Es verdad que diferentes configuraciones de reglas pueden llevar a sociedades con niveles equiparables de bienestar general. Pero también es verdad que hoy en día vivimos en una civilización global e interconectada con amenazas existenciales cuyo peligro alcanza a todos, como nos lo ha estrellado en la cara la pandemia de COVID-19. El historiador Yuval Harari señala tres categorías de amenazas existenciales globales: la nuclear (la posibilidad de una destrucción sin precedentes debida a conflictos con armas nucleares), la destrucción del medio ambiente y las nuevas tecnologías. Son amenazas globales y, como tales, deben ser enfrentadas mediante acuerdos a nivel planetario. La selección de embriones y la edición génica son ejemplos claros de la necesidad de legislar globalmente las nuevas tecnologías, porque si los diferentes países adoptan diferentes normas, podemos encaminarnos hacia una realidad distópica con diferentes subespecies humanas o hasta nuevas especies de humanos de diseño. De manera que, queramos o no, ya vivimos en una aldea planetaria, y esto nos obliga a tener que llegar a acuerdos comunes y extender la frontera de nuestra empatía. 

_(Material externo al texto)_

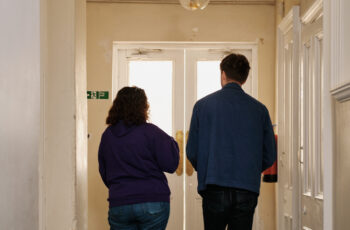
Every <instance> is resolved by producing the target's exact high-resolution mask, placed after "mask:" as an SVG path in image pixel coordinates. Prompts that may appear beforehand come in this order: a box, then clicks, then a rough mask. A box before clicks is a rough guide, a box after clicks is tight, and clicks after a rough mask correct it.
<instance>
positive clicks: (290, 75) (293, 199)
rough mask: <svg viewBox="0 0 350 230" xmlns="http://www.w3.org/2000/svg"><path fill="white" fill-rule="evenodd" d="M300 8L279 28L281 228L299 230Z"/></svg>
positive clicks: (277, 89) (279, 186) (288, 16)
mask: <svg viewBox="0 0 350 230" xmlns="http://www.w3.org/2000/svg"><path fill="white" fill-rule="evenodd" d="M299 31H300V21H299V7H298V6H295V7H293V9H292V10H291V11H290V12H289V14H288V15H287V16H286V17H285V18H284V19H283V21H282V22H281V23H280V25H279V27H278V66H277V68H278V72H277V82H278V86H277V87H278V89H277V91H278V94H277V107H278V109H277V111H278V123H277V133H278V164H279V165H278V229H280V230H299V227H298V226H299V198H298V196H299V175H298V170H297V168H298V166H297V165H298V157H297V156H298V150H299V148H298V147H299V145H298V142H299V137H298V133H299V132H298V130H299V129H298V128H299V116H298V108H299V96H298V95H299V86H298V82H299V40H300V39H299V35H300V32H299Z"/></svg>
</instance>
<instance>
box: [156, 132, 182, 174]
mask: <svg viewBox="0 0 350 230" xmlns="http://www.w3.org/2000/svg"><path fill="white" fill-rule="evenodd" d="M154 138H155V139H154V146H155V155H156V160H157V163H158V165H159V167H160V169H161V170H162V171H163V172H168V173H174V172H175V170H176V169H177V167H178V165H179V158H180V156H179V146H178V144H177V142H176V141H175V140H174V138H172V137H170V136H169V135H168V134H166V133H165V132H164V131H163V130H161V129H159V128H156V135H155V137H154Z"/></svg>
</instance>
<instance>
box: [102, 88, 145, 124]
mask: <svg viewBox="0 0 350 230" xmlns="http://www.w3.org/2000/svg"><path fill="white" fill-rule="evenodd" d="M148 108H149V106H148V102H147V96H146V94H145V91H144V90H143V89H140V88H138V87H124V88H122V89H121V90H119V92H118V94H117V96H116V98H115V99H114V101H113V105H112V107H111V109H110V110H109V112H108V117H107V119H106V124H107V125H115V124H117V123H118V122H119V121H121V120H123V121H124V123H125V124H126V125H140V124H143V123H146V121H147V120H148Z"/></svg>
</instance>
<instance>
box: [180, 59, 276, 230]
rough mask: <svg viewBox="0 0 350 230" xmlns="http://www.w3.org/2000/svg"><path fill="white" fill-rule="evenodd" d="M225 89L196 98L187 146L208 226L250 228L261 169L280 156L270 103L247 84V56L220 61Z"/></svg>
mask: <svg viewBox="0 0 350 230" xmlns="http://www.w3.org/2000/svg"><path fill="white" fill-rule="evenodd" d="M220 69H221V85H222V89H221V90H219V91H217V92H214V93H212V94H210V95H208V96H206V97H204V98H203V99H201V100H199V101H197V103H196V104H195V106H194V108H193V113H192V119H191V125H190V132H189V137H188V142H187V146H186V151H187V157H188V159H189V160H190V162H191V163H192V165H193V167H194V169H195V170H196V171H197V177H198V192H199V194H201V196H202V197H203V216H204V226H205V229H206V230H225V229H226V226H227V225H228V229H229V230H233V229H237V230H251V228H252V224H253V215H254V210H255V207H256V205H257V199H258V196H259V190H260V181H261V172H262V171H264V170H265V169H267V168H268V167H270V166H271V165H272V164H273V163H274V161H275V160H276V145H275V137H274V133H273V128H272V124H271V120H270V116H269V112H268V110H267V108H266V107H265V106H264V105H263V104H262V103H260V102H259V101H257V100H256V99H254V98H253V97H251V96H249V95H248V94H246V93H245V92H244V91H243V90H242V88H241V87H242V85H243V84H244V83H245V82H246V80H247V78H248V74H249V70H250V66H249V62H248V60H247V59H246V57H245V56H243V55H240V54H230V55H228V56H227V57H225V58H224V59H223V60H222V62H221V64H220Z"/></svg>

En su reciente libro Conciencia, la filósofa Patricia Churchland nos muestra que nuestro comportamiento moral, nuestra capacidad de ponernos en el lugar de otros, de sacrificar nuestro bienestar para ayudar a los demás es, en buena medida, resultado de la evolución. Es un comportamiento observado en innumerables especies animales, y su origen evolutivo ha sido ampliamente estudiado: si los genes que llevaron al comportamiento altruista crearon cohesión entre los individuos y esa cohesión aumentó la posibilidad de reproducción y supervivencia de los integrantes del grupo, entonces esos genes fueron seleccionados, seleccionando también el comportamiento.

El altruismo de los animales no humanos es fundamentalmente instintivo. Los humanos, en cambio, tenemos algo que ninguna otra especie posee: la capacidad de razonar. Aunque probablemente tenga un origen evolutivo, ya que poder hacerlo nos otorgó una enorme ventaja adaptativa en muchas tareas, este rasgo tiene una particularidad: no podemos dejar de aplicar la razón a otras cosas, incluso a la observación de otros seres. 

Así como cuando, una vez que aprendemos a leer, luego ya no podemos elegir no hacerlo, cuando gracias a la educación aprendemos a razonar, no podemos dejar de hacerlo frente a nuevas ideas (lo que es, en parte, lo maravilloso de exponerse a ellas). Uno no elige convencerse por la evidencia y la razón, es algo que, cuando ocurre, simplemente ocurre. Uno no elige aceptar que dos más dos es cuatro y no cinco; que si A implica B, y B implica C, entonces A implica C. 

No podemos, por lo tanto, basados en las evidencias que tenemos sobre el mundo y sobre nuestra propia experiencia subjetiva, dejar de aceptar que difícilmente sea yo (o vos, que estás leyendo) el único pedazo de materia consciente del universo. Tanto la evidencia objetiva como la subjetiva nos llevan a concluir, a través del uso de la razón, que cada uno de nosotros no tiene nada de especial como para merecer mayor consideración moral que los demás. Nos lleva, incluso, a entender que existen otros seres no humanos capaces de sentir y de sufrir.

Gracias, en parte, a que no podemos evitar sentir y razonar, a lo largo de la historia logramos expandir el círculo de los seres cuyos intereses estamos dispuestos a considerar en pie de igualdad con los nuestros. Indagar sobre los fundamentos de lo moralmente aceptable nos conduce a ampliar ese círculo, que en sus orígenes sólo contemplaba a la familia y a la tribu. Nos permite imaginar un futuro en el que expandimos la frontera de nuestra empatía a una escala planetaria y, por qué no, cósmica.